1.イラク石油の歴史


(2)フセイン体制化での石油開発(前回 のつづき)


この政権の長寿の秘密は何か。飴と鞭である。まず鞭について述べると、秘密警察のネットワークを張り巡らし、国民を監視下に置いた。反対派は徹底的に弾圧された。政治犯が監獄を満たし、国民は恐怖におののいていた。飴の方をみると、1970年代初めから石油の価格が上昇し、イラクは石油ブームに沸いた。これがインフラ建設に向けられた。大学がホテルが道路が病院が続々と建設された。国民の生活水準は目に見えて上昇した。鞭も厳しかったが飴も大きかった。
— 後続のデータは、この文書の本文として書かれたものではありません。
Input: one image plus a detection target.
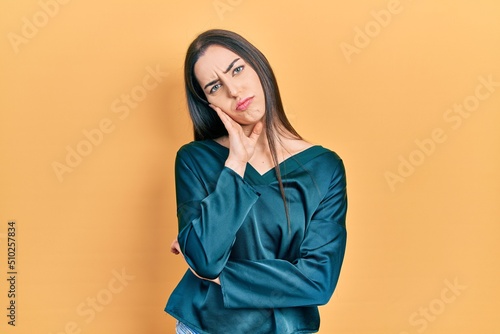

このバース党支配の下で権力の階段を上った男がいた。サダム・フセインであった。この男の出世は、石油価格の上昇と歩調を合わせていた。不思議な偶然であった。1971年のリビアによる当時としては大幅な石油価格の値上げの成功、1973年の第一次石油危機、そして1978年の第二次石油危機がフセインの出世の時期に発生した。そして石油価格が当時のピークであった1979年にフセインは大統領に就任した。これほど幸運な指導者は少ない。もう一人の例はロシアのプーチンであろう。プーチンが権力を掌握した1999年から石油価格が急騰し始めた。2008年に大統領を退く時期には石油価格は遂に1バレル100ドルを超えた。この男も国内的には大変な人気である。